Он выжидательно сгорбился, ловкий старый притворщик. Левый глаз у него скошен в северо-западный угол вселенной. Перед ним дразняще брезжит слабая, но все же надежда. Губы он поджал. Смотрит хитро, но опасливо. Тонкий нос изогнут диковинным лезвием.
— Я б вам порассказал кое-что, ежели только вы с самого начала усвоите, что в моем рассказе нету скрытой идеи, нет ни складу ни ладу, только трубный глас да барабанный гром выспренной речи, да, может быть, слабые всполохи, что родит этот гром у вас в мозгу, сэр, — гром да ром, которым мы будем его запивать, огненная влага вечного забвения, ха-ха! — потому что я не желаю прослыть лжецом — это уж увольте! — в таких материях, как дьяволы, и ангелы, и сотворение человека, ибо об этом и будет мой рассказ.
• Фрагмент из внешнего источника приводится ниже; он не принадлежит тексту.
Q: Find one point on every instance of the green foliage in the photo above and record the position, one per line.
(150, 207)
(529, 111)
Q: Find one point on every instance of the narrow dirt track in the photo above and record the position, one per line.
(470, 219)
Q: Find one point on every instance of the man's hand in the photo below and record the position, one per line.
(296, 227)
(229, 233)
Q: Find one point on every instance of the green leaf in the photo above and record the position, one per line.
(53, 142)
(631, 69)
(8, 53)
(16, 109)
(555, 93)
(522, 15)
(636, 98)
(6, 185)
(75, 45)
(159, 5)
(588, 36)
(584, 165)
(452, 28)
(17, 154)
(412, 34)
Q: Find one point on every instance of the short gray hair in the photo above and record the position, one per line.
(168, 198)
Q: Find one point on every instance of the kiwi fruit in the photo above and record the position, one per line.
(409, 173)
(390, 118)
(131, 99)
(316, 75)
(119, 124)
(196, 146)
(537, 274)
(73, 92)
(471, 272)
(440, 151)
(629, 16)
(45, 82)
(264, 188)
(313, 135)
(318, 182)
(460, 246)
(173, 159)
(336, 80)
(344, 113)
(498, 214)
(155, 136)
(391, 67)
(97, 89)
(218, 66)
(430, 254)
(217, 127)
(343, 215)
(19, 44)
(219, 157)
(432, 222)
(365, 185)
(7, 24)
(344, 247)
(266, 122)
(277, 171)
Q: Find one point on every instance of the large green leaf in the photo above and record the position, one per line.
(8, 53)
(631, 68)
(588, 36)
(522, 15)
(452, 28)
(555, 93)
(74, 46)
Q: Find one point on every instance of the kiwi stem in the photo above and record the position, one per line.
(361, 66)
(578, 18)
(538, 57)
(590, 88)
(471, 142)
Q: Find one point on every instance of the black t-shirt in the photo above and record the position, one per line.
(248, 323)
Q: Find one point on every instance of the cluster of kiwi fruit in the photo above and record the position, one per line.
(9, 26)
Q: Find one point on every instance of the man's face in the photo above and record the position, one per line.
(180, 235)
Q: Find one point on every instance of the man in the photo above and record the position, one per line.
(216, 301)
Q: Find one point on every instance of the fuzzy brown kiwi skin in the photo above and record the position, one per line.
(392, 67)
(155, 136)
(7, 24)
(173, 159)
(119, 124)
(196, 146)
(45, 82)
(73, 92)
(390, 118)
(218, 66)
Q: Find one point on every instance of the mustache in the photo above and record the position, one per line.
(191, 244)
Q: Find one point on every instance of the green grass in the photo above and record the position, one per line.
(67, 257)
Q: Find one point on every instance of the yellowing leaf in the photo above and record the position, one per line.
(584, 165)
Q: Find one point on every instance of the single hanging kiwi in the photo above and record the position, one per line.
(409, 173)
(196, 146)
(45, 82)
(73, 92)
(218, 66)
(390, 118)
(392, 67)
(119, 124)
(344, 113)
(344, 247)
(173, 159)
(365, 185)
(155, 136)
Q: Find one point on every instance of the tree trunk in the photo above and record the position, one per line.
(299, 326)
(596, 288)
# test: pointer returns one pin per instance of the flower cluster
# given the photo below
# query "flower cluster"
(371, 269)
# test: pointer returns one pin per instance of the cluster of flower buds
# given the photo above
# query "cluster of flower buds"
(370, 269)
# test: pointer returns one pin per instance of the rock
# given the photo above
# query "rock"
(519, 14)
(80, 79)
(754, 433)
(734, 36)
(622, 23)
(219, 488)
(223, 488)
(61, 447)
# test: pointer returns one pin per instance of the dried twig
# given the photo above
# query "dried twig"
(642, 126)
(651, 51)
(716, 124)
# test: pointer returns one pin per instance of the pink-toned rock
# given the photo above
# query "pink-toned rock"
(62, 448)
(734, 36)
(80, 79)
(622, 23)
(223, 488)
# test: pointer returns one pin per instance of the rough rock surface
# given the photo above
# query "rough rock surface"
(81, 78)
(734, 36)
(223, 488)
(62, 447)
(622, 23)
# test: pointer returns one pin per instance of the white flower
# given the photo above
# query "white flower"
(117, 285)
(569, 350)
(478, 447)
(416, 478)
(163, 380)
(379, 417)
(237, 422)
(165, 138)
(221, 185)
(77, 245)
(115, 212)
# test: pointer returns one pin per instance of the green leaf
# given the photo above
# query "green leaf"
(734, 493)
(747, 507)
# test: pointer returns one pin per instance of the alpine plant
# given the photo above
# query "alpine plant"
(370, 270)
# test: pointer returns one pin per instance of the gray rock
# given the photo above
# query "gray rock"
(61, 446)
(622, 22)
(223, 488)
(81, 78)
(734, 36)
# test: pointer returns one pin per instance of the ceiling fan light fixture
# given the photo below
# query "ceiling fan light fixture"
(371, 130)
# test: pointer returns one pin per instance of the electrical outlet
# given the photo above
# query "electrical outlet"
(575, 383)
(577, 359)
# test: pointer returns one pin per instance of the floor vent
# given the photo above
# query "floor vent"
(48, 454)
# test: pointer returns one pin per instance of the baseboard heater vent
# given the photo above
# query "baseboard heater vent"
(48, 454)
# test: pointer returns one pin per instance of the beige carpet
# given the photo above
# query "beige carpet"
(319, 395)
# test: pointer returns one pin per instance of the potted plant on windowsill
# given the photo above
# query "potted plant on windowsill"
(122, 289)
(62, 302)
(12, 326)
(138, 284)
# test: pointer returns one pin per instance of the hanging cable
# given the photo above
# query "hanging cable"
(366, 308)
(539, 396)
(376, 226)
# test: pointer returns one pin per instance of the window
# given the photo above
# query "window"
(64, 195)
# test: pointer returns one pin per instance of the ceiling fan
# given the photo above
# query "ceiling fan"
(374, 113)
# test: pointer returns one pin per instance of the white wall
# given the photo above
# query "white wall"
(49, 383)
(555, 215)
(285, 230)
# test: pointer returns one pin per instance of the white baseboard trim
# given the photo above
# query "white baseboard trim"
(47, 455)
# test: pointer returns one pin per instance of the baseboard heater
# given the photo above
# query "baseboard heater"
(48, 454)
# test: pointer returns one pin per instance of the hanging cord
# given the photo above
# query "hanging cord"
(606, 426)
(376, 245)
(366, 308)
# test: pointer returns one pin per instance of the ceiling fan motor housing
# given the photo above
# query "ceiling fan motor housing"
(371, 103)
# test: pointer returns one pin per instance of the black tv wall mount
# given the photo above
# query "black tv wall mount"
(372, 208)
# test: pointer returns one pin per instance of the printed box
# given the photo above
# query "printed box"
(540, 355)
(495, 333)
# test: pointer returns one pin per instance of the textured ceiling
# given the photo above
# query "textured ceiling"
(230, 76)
Чинно входит златокрылый ангел и ставит выпивку на стол между старым мореходом и приезжим, человеком, по всему видно, городским. Приезжий неловко теребит губу. Не считая ангела, и речей морехода, и слуха смущенного гостя, в помещении пусто, желто. Гость еще толком не разглядел за спиной у ангела крыльев. Слегка покраснев, он озирается через плечо, поправляет галстук, не поняв, кто должен будет платить.
— Что же вы, сэр, не говорите: «Валяй рассказывай, старый дурень»?
— Валяйте рассказывайте, — говорит гость.
— Сей момент, сэр, благослови вас бог за вашу щедрость.
Он говорит:
Нет на свете зрелища прекраснее и никогда не будет, так я лично полагаю, чем добрый бриг под всеми парусами, держащий курс из какого-нибудь отдаленного порта, американского или в чужой стороне, когда он летит по ветру, но только чтобы ветер был в самый раз — не надсаживался, как полоумный, и не замирал до полного бессилия. (Глоток виски, сэр?) И видит бог, нет на свете большего удовольствия, чем сидеть высоко на мачте этого судна, внизу под тобой сверкает надраенная палуба, и в ноздри тебе шибает запахами безграничного будущего. Я много лет мечтал вот так прокатиться, но одно всегда мешало осуществлению моих желаний. Я плохо приспособлен к тому, чтобы мною командовали, чтобы мою душу водили на помочах, если можно так выразиться. У меня это с самого первого дня, как я на свет родился — о чем, хотите верьте, хотите нет, сохранил довольно ясные воспоминания. Сначала стало больно голове, а потом я чувствую, вроде бы тону, ну и заработал руками и заорал, не так от боли, хоть боль была титаническая, как от ярости и морального возмущения. Со временем я простил родителям причиненное мне неудобство, но будь я проклят, ежели еще кому-нибудь в жизни позволил такую вольность. Говорите, что хотите, мол, все люди — рабы, в физическом или метафизическом смысле; я лично провожу здесь тонкое различие.